Massive Snake Spotted in Frick Park
Move over, Central Park's “hot duck" and Chicago's (ex) resident alligator, Chance the Snapper, there's another wayward (or, well not so wayward) wild animal that has found itself the star of a local park. In a rare sighting that definitely does not sound like an innuendo in any way, shape, or form, a massive snake was sighted slithering around in Pittsburg, Pennsylvania's Frick Park, leaving visitors and experts alike shocked and terrified at its, erm, impressive length.
First spotted last week sitting in a tree (t-e-r-r-i-f-y-i-n-g), the snake's large, slithering presence singlehandedly -- or well, zero-handedly -- launched an entire city-wide panic and a search for the unwieldy reptile. “Pittsburgh Animal Care & Control was notified by a park user of a large snake spotted on a Frick Park trail,” read an incident report, archived on the city's website. “Animal Care & Control officers, along with Pittsburgh Park Rangers, are busy searching the area where the snake was possibly last seen. Zone 4 police officers are also on the lookout. A witness stated the snake did not appear to be a native species. It is not yet verified as to what type of snake it is. Public Safety is warning the public, if you come across a large snake you are not familiar with, stay way and immediately notify police.”
Shortly after the warning was issued, proving that the age-old concept of stranger danger also applies to snakes, authorities were ultimately able to identify the reptile. To the relief of pretty much everyone, it seems the snake, albeit absolutely massive, was not as dangerous as initially anticipated. "We were initially concerned it may have been a boa constrictor or a python," one of Pittsburg's public safety directors, Wendell Hissrich, explained to local news outlet, WPXI-TV. "And like the alligators may have been transported to this area, become too large for a resident, and they let it go in the park."

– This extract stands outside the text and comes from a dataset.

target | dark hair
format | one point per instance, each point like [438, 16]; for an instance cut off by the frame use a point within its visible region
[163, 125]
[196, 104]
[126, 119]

Upon further investigation into this massive snake slithering through the Frick premises, an apparent joint effort between reptile specialists at the PPG Aquarium and the Pittsburgh Zoo, the answer is none other than a Black Rat Snake. Defined as “large non-venomous snakes between 3.5 and 7 feet,” that are “actually very shy,” according to the National Wildlife Federation, these reptiles, although making for an alarming sight, is no stranger to the Frick. “While not commonly seen in the park, this harmless species of snake is native to the area and very beneficial to the environment,” the City of Pittsburgh wrote on their website. “We thank the public for their interest and for helping us identify this park visitor.”